"A million dollars, a billion, a trillion, whatever. It doesn't matter as long as we do something about the problem." Does it matter, or does it not? Perhaps you can more easily visualize what jumping by six orders of magnitude means if you divide it by 10^6: "One dollar, a thousand dollars, a million..."
Or perhaps consider this: Abraham Lincoln was elected to Congress in 1846 and was elected President in 1860. John F. Kennedy was elected to Congress in 1946, and was elected President in 1960. Lincoln's secretary was named Kennedy. Kennedy's secretary was named Lincoln. Andrew Johnson, who succeeded Lincoln, was born in 1808. Lyndon Johnson, who succeeded Kennedy, was born in 1908. John Wilkes Booth, who assassinated Lincoln was born in 1839. Lee Harvey Oswald, who assassinated Kennedy was born in 1939. There is some mysterious harmony ruling the world, isn't it?
Most likely not.

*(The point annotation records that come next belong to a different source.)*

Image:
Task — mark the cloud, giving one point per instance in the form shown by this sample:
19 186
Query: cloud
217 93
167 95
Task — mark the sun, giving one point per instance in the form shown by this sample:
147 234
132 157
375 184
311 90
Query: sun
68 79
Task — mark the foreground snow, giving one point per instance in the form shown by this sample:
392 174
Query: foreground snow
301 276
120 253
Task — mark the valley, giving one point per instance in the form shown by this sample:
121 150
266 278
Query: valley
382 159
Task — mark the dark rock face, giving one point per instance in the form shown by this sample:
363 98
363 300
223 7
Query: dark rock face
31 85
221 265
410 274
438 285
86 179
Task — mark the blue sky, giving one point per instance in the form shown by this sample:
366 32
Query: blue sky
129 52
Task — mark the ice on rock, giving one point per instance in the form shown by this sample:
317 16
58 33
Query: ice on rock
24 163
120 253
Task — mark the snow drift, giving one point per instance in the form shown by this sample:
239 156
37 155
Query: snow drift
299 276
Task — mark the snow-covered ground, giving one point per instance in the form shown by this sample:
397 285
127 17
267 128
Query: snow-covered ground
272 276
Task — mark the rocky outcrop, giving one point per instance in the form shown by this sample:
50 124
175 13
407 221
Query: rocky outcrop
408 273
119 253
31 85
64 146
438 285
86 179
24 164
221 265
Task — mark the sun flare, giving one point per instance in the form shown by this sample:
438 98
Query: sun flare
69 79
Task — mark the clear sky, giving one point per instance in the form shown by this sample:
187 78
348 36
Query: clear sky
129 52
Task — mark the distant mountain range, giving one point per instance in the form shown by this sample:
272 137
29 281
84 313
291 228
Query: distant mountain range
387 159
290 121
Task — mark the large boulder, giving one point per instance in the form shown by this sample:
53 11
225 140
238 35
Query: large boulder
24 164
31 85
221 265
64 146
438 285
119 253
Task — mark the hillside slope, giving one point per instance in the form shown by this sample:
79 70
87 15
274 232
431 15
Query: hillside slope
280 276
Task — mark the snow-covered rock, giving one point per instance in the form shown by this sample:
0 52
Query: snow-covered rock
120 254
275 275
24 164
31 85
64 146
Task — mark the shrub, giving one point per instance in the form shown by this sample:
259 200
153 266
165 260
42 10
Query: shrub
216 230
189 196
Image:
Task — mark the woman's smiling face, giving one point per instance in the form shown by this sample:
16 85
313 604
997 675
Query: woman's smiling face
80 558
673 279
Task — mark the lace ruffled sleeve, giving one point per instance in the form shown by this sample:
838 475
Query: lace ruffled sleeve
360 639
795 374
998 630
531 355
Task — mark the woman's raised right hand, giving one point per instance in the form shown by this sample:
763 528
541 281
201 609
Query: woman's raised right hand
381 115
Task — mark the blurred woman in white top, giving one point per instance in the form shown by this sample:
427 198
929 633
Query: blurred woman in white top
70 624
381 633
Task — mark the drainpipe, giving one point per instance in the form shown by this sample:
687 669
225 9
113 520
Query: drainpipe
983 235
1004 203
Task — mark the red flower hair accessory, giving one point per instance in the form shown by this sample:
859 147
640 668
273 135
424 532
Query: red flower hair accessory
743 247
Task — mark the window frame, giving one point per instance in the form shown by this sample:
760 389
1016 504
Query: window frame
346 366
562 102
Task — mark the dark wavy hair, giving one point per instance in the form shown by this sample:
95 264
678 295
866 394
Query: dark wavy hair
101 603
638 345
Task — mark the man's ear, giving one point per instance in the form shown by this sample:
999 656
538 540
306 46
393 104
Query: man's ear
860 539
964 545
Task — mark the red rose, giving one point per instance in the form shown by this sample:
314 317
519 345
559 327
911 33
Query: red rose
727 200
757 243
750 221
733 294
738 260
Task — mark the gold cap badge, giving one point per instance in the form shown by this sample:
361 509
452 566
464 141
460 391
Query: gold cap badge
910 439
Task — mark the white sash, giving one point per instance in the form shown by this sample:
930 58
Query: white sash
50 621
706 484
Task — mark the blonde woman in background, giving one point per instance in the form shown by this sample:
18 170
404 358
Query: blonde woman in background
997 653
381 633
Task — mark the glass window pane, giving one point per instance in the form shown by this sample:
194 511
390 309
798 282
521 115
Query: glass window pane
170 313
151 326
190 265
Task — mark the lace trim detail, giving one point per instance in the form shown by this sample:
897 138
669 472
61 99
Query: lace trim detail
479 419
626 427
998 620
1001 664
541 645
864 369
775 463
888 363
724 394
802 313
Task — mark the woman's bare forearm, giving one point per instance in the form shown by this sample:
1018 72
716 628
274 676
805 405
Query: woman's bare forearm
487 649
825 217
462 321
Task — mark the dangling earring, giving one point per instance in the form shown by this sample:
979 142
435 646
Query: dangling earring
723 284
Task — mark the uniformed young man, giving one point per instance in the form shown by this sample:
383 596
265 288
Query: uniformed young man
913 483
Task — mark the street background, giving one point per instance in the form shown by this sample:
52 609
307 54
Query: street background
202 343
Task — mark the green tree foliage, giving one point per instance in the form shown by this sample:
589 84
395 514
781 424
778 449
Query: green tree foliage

Politicians' careers do follow certain patterns - people are very rarely indeed elected presidents at 19, then elected to congress at 86. Furthermore, there are very few records of assassins in the age group over 65, for instance. You also have to take into account that, taking into account US constitution, there is nil probability that Kennedy would have been elected president in 1961, or 1958. And Lincoln isn't all that uncommon as the last name, is it? And finally, we have been rather selective which facts we have included: Abraham Lincoln was born in 1809 and died in 1965, while John F. Kennedy was born in 1917 and died in 1963, for instance, but along with all other facts this simply didn't fit the intended story, so it was omitted.
Throughout the book, Paulos tries to demystify such mysterious occurances by providing more or less elaborated examples, where he applies combinatorics, probability and statistics. All relatively simple concepts, but people tend to forget about them once they leave high school. Is it true that if the flipped coin has come up heads for fifteen consecutive rows, it is much more likely to come up tails on its next flip? And what about the statistics claiming that one out in eleven women will develop breast cancer, on the average?
Some sections - whining about the incompetent elementary school math teachers etc. - are too whinny for their own good, but otherwise this short booklet is a fun read. But then again, with a degree in physics, I probably already fall among the numerate. What I was very much missing, though, is a list of references from which professor Paulos has taken his examples from.